Since 2022, MCHA has consistently distributed more than 31,000 lbs of pet food to our community annually. The following eligibility requirements and conditions are in place to address this growing need and ensure that we can support as many pet owners as possible.
- Monroe County residents only, with one applicant per household.
- Proof of financial hardship is required for program eligibility. Once verified, this approval lasts for six months. To renew, you will need to provide updated documentation of financial difficulty.
- All pets must have current rabies vaccinations, per Indiana law. Low-cost rabies vaccinations are available at MCHA Mobile Vaccine Clinics each month. Documentation is required
- Proof of spaying/neutering for pets is required within four months unless medically inadvisable. Spay/Neuter Assistance Vouchers for PetsAlive are available: $20 for cats, $40 for dogs.
- MCHA reserves the right to deny service to anyone under any circumstances, or to make exceptions based on individual needs.
- Support available for up to 3 animals per household.
- Food will be dispensed in a reusable container provided by MCHA. This container should be returned clean monthly. Replacement containers cost $5.
- Participants must not adopt additional pets while using this program.
- Pets are to be treated as companions, not used for breeding, fighting, or any illegal activities. Any suspicion of abuse may lead to contacting authorities and banning from the program.
- Participants commit to daily care – providing exercise, food, fresh water, and shelter for all pets.
- The type and quantity of food provided are based on donations, so brands may vary, potentially causing stomach upsets for some pets.
- Reselling food from MCHA will result in immediate program termination.
- Canned food allotment can be doubled if dry food is declined.
We sometimes have specialty veterinary equipment. If you need specialty items, like dog wheelchairs, ramps, pet pads, diapers, or exotic animal cages, please email us. Prescription pet food is limited and requires a doctor’s note.
2.5lbs dry, 4 cans wet per cat/household.
Small (<25lbs): 4lbs dry, 2 cans wet.
Medium (26-50lbs): 7lbs dry, 3 cans wet.
Large/XL (>51lbs): 10lbs dry, 3 cans wet.
Note: Please be aware that due to the nature of donations, food allotments might vary based on available supplies.
Monday: 10 AM – 4 PM
Tuesday-Thursday: 10 AM – 6 PM
Why is it important to spay or neuter my pet?
Spaying and neutering pets play a crucial role in both the well-being of the animals and the community at large. When pets are not neutered, behaviors such as urine-marking in dogs and spraying in cats are more common. These behaviors can be significantly reduced or even eliminated by timely spaying or neutering. Additionally, these procedures can help curb other unwanted behaviors such as aggression, roaming, and excessive barking.

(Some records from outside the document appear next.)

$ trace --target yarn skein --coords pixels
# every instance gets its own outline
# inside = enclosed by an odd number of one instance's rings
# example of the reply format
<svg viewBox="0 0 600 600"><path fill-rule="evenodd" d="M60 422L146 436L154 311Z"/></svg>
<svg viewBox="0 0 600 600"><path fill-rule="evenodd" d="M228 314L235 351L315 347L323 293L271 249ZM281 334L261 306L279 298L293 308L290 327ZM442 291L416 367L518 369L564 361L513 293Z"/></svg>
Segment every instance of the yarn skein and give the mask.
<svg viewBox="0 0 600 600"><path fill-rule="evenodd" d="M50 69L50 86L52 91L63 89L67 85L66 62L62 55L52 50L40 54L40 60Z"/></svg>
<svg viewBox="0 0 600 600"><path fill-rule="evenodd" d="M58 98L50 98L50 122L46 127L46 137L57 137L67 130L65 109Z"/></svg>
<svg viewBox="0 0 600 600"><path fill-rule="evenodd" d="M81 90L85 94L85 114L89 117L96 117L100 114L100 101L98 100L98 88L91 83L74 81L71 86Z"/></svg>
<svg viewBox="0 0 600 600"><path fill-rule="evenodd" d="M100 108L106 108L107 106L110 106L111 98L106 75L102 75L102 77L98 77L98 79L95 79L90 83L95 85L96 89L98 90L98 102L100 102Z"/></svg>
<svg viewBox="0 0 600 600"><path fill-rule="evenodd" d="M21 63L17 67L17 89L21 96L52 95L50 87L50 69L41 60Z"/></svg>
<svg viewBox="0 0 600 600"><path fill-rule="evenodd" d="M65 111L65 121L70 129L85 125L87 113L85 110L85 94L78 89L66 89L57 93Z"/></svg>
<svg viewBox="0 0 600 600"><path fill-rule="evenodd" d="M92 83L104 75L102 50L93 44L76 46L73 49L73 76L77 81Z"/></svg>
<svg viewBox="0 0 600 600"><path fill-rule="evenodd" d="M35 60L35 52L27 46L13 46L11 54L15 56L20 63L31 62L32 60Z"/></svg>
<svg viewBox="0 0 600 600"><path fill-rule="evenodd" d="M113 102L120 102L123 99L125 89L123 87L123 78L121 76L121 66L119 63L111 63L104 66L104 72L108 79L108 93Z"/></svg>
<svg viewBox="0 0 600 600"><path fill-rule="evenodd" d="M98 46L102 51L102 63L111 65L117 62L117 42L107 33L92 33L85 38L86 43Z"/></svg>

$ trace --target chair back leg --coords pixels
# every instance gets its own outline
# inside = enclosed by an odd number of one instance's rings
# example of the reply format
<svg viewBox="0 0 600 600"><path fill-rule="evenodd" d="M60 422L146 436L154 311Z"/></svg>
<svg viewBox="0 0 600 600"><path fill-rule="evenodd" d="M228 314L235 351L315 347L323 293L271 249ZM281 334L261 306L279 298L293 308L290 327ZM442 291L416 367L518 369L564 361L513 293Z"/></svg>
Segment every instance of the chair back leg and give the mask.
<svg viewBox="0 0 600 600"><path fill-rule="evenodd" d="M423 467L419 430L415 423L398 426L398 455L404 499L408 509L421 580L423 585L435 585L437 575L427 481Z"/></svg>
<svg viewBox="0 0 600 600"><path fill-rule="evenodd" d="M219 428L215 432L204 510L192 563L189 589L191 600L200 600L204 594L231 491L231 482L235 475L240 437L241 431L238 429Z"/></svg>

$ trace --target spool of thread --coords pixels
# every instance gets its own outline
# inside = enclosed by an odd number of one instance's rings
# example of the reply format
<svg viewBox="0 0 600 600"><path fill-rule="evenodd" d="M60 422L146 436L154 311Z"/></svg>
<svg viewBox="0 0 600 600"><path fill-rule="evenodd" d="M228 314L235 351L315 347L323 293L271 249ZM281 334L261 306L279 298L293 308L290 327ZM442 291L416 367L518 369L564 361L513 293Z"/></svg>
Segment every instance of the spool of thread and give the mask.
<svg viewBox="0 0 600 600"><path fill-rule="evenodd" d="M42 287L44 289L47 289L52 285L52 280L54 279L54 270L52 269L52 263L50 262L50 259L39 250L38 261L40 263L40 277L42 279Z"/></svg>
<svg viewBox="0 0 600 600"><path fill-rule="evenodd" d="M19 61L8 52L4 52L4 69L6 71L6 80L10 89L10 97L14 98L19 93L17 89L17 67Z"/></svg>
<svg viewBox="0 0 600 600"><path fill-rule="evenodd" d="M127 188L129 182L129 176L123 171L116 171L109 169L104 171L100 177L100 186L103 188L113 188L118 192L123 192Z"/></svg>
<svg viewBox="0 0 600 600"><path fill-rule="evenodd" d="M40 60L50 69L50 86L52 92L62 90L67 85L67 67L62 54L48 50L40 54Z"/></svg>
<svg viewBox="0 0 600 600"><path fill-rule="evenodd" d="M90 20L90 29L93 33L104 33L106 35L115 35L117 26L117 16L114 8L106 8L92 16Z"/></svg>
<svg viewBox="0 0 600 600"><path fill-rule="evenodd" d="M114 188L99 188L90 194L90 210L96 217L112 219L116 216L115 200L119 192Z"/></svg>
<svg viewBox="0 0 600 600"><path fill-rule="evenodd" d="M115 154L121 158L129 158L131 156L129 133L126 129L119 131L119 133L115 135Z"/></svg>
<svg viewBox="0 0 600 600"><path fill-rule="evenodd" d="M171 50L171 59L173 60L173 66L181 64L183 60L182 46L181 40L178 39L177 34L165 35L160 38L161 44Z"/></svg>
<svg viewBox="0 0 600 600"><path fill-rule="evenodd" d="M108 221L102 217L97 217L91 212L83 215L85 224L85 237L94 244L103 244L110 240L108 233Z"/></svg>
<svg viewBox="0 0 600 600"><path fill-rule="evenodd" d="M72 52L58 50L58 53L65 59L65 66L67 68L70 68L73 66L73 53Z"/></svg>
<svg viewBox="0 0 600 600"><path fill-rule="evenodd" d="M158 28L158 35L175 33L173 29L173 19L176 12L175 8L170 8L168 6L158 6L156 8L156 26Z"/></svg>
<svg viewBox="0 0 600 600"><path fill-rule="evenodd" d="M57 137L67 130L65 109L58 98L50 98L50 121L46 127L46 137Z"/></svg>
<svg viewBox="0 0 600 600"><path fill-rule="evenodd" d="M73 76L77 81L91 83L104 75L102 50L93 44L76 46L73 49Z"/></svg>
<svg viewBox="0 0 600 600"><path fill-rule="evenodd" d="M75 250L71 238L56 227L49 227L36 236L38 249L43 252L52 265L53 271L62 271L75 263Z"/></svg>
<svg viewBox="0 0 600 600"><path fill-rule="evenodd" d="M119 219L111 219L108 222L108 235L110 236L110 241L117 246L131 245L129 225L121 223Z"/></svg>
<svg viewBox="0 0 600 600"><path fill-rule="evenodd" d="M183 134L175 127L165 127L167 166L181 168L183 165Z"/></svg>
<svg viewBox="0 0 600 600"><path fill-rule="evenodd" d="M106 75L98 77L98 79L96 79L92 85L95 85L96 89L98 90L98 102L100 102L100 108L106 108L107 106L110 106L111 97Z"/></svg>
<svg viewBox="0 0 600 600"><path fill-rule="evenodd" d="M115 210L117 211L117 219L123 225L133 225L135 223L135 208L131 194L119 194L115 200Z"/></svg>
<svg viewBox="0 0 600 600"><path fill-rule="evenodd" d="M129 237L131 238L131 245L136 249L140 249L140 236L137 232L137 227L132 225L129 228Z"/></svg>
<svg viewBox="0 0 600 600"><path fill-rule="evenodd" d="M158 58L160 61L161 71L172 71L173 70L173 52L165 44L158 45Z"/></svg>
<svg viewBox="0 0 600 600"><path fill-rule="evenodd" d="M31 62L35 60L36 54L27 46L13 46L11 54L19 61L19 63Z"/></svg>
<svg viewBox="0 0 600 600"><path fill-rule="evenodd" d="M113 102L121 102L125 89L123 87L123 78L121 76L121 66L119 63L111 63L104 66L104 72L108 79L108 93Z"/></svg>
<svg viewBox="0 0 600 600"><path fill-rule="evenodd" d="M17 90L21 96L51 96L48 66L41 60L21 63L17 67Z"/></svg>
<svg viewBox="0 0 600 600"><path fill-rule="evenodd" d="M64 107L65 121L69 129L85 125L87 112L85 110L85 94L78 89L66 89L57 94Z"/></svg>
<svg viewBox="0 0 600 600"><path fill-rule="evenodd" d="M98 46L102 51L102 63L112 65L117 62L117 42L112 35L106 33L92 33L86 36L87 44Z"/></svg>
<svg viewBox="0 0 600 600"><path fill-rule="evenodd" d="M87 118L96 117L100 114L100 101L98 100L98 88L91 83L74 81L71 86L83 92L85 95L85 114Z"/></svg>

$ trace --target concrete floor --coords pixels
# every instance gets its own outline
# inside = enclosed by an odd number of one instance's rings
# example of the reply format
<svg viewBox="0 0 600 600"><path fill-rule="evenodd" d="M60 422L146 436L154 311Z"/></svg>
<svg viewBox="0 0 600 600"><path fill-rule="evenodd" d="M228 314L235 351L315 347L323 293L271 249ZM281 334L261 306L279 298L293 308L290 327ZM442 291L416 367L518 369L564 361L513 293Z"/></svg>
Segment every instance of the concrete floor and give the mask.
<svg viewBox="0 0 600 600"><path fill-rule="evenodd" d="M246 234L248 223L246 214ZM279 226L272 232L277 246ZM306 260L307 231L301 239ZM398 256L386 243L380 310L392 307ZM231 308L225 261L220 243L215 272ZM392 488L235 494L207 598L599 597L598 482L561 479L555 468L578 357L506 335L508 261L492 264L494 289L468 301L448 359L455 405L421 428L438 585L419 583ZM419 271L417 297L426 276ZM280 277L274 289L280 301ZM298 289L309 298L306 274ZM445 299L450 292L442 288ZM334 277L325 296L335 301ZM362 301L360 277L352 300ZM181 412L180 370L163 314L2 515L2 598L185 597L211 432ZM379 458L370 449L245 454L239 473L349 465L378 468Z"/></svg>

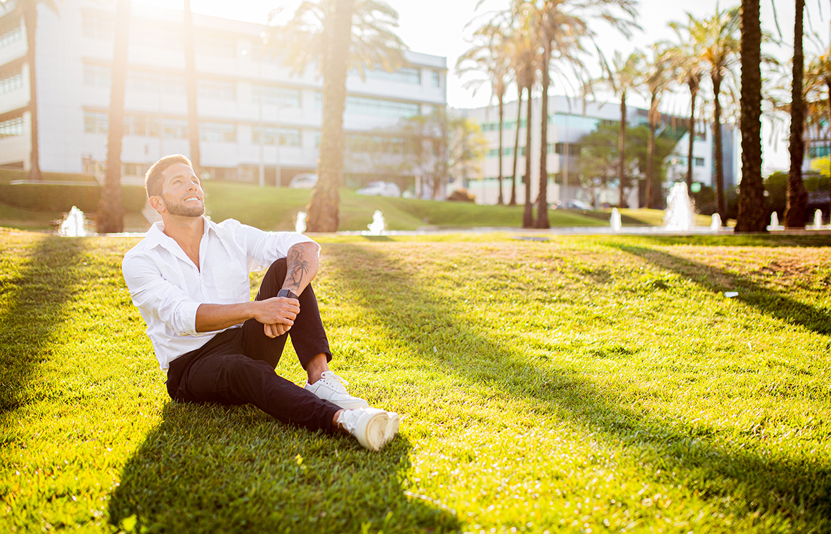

Beyond behavior, the financial benefits of spaying and neutering are also considerable. The cost of treating diseases related to the reproductive system, like reproductive system cancer or pyometra in pets, can be exorbitant compared to the more affordable spay or neuter surgeries.
Moreover, spaying and neutering can protect your pets against certain illnesses. In female rabbits, for example, spaying can drastically reduce the risk of ovarian, mammary, and uterine cancers, which are quite common in mature, intact females. By addressing both behavioral and health concerns, spaying and neutering contribute to the goal of nurturing a community where pets are valued and cared for, ensuring they live safe, happy, and healthy lives within their homes.
Spaying and neutering pets are critical actions that address more than just the health and behavior of individual animals; they also tackle a pressing community issue: the overpopulation of pets. Unwanted litters often result in animals that end up in shelters, putting a strain on community resources and leading to higher numbers of pets without homes. By ensuring pets are spayed or neutered, pet owners can play a direct role in reducing this overpopulation. It’s a responsible step that not only enhances the quality of life for their pets but also contributes to the broader effort of reducing the influx of animals into shelters, helping to ensure that every pet has the chance to find a loving home.
Why is it important that my pet receive a rabies vaccination?
In Indiana, it is a legal requirement to vaccinate your cat or dog against rabies annually, ensuring compliance with state laws and regulations. This vaccination is crucial for the health and safety of your pet, protecting them from a deadly virus and also safeguarding public health by preventing the spread of rabies to humans and other animals.